First of all, the chick gets to go out and do whatever she wants. Nobody nagging her to hurry up at the mall, and saying "That looks good on you" just to get out more quickly, when, in fact the dress makes you look like a lumpy bad of onions or something, plus its two sizes too small.
Then the guy, while she's out, can go hire some prostitutes or something. Or maybe he'll do something innocent, like watch the football game on t.v., but I think if I were a man, I'd go for the prostitutes.
And when they get home, the man and woman will see less of each other and like each other more, so the sex will improve immensely.

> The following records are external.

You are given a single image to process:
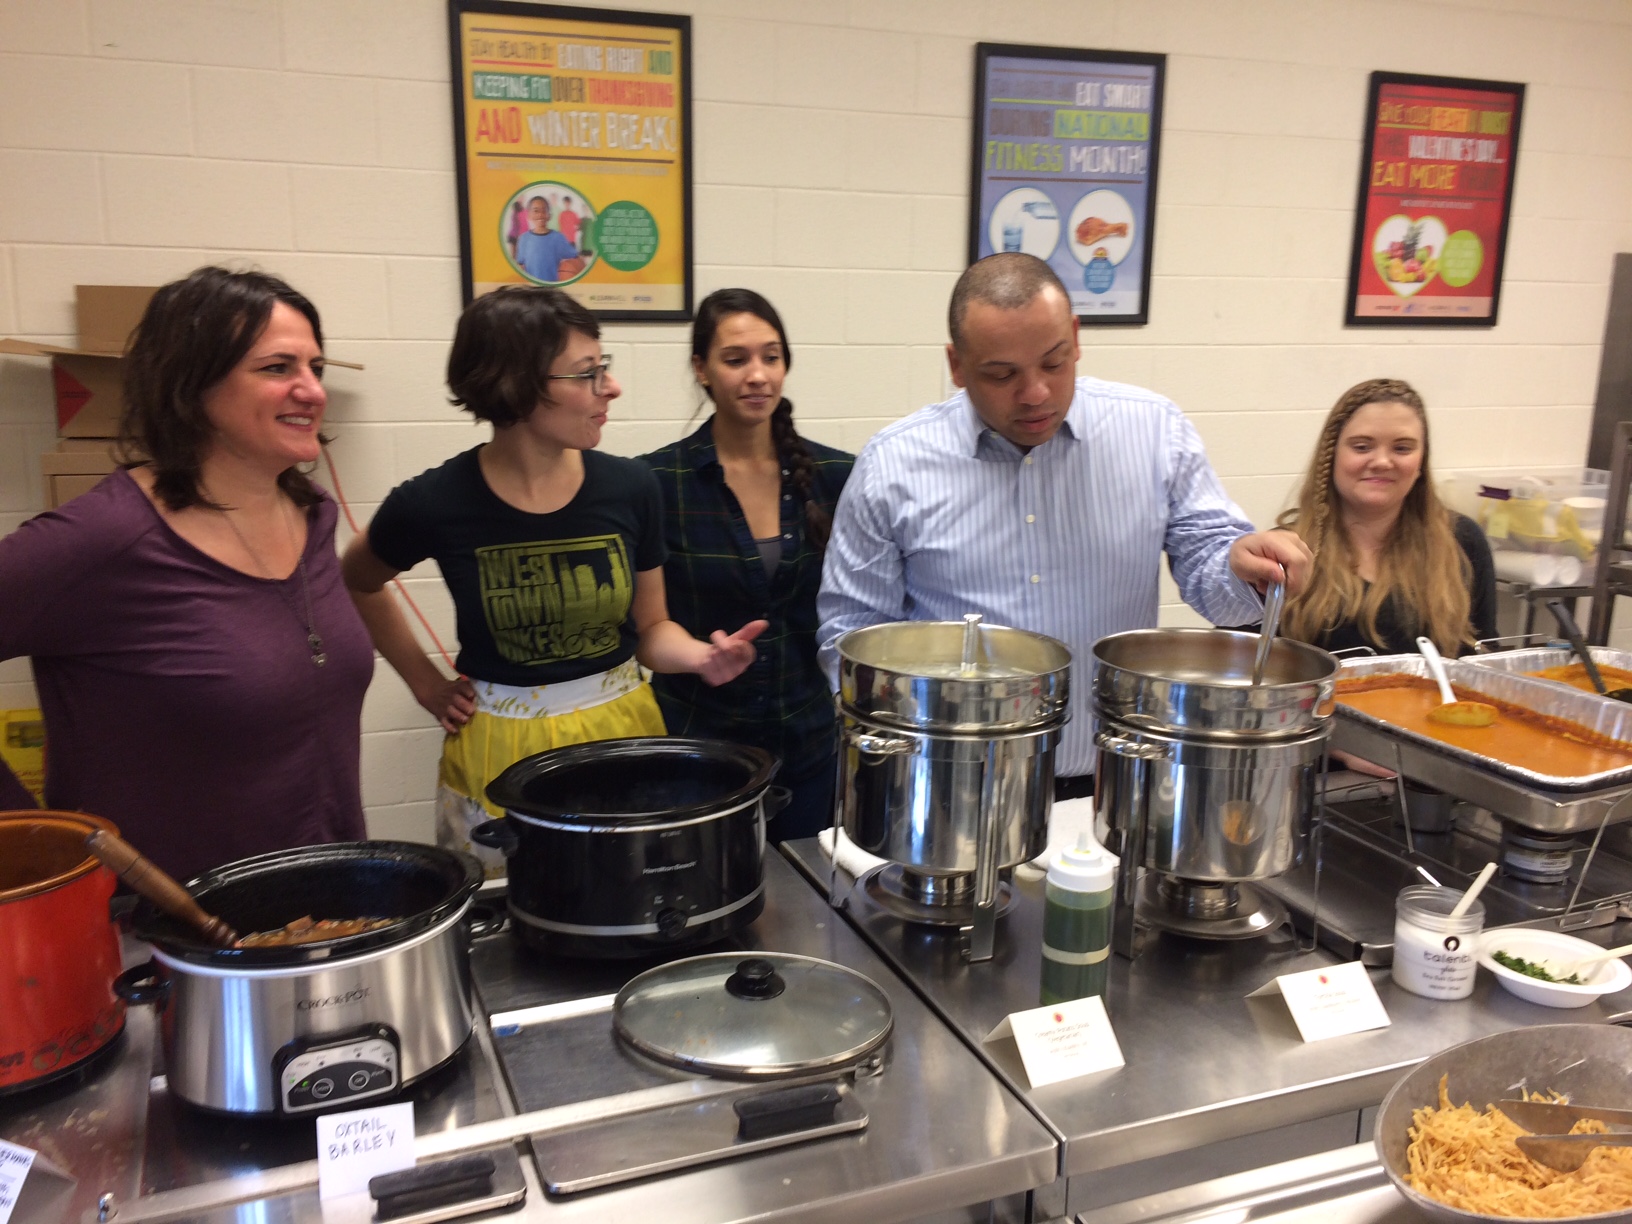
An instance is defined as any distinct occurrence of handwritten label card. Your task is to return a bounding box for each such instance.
[985,995,1125,1088]
[1247,961,1391,1043]
[0,1141,36,1224]
[316,1102,415,1199]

My favourite kind of guys are the bisexual ones. They're the ones you go out with when you wanna pick someone up, because they can judge both chicks and dudes well. Plus, they're most likely the biggest hornballs, so unless the person's really ugly, you'll get encouragement like you wouldn't believe.
And if the person you're scoping doesn't have the same sexual tendancies as you, there's always someone else availble for them. Instant save!!

Provincetown, Cape Cod.
Many gays be here.
You walk down the street, and you see men made all pretty, wearing dresses and makeup and advertising the transvestite shows in the bars. Or they're walking down the street, arm in arm. Or else they're your waiters, your brothers, your mother's fathers...
P-town brings that side out in people, I've noticed. (The picture of Calvin in a dress in the Super-Deformer was reciebed shortly after he went to Provincetown every day for a week with his friend Todd. Makes me wonder... don't you?)
Or they could be in Gay-Mart USA. My sister and I took a picture of a busy Provincetown street, which looks very innocent and like a street in any other town. Until you get a look at the street signs...
Gay Mart, USA. Ha. Those gays... such a great sense of humour. They managed to turn a redneck's institution into a joke, and it was those rednecks that wanted to kill them in the first place. I'm glad I didn't bring my developed photos to Pennsylvania.
Maybe I should have, and put the Gay-Mart pics on the bullitin board at the twenty-four hour Walmart...

The Gay Man Speaks
The worst thing about Stratford is that we have 1.5 gay men, so all the girls are clamouring for their attention while the males are running away from them because they're afraid of being raped.
Once, my gayest friend said something witty:
"You know, the worst thing about being gay is not getting any. I mean, I wouldn't mind being straight, if it meant I could have sex, but I'm not sure I could get it up...."
I totally agree. I say that we, as a society, should engage in more gay sex.

The Gays vs. The Lesbians
Well, I decided to take a survey of my friends and see what they thought about gay men. Here are some of the responses:
Kylen:Gay men kick ass. Alan Cumming is gay. That's good, so we need more. (And about your site... why don't you add in who introduced you to Alan Cumming? Huh? Huh? Are you that ashamed of me???)
Shreya:I don't like gay guys. They're all hot, and I always want to screw 'em, but I can't 'cause they're gay.
Justin: I wish there were more of 'em. My dating life is one big zero.
Maria: Eew, that's disgusting. Do you know how they do it... Arggh... it's gross! It's not natural! (Mosquito pulls her aside and whispers: "Maria, you are a lesbian." Maria then proceeds to turn pink.) Well, c'mon! At least we don't stick it *there*.
Verdict: Lesbians have prettier orfices. But I still love gay men.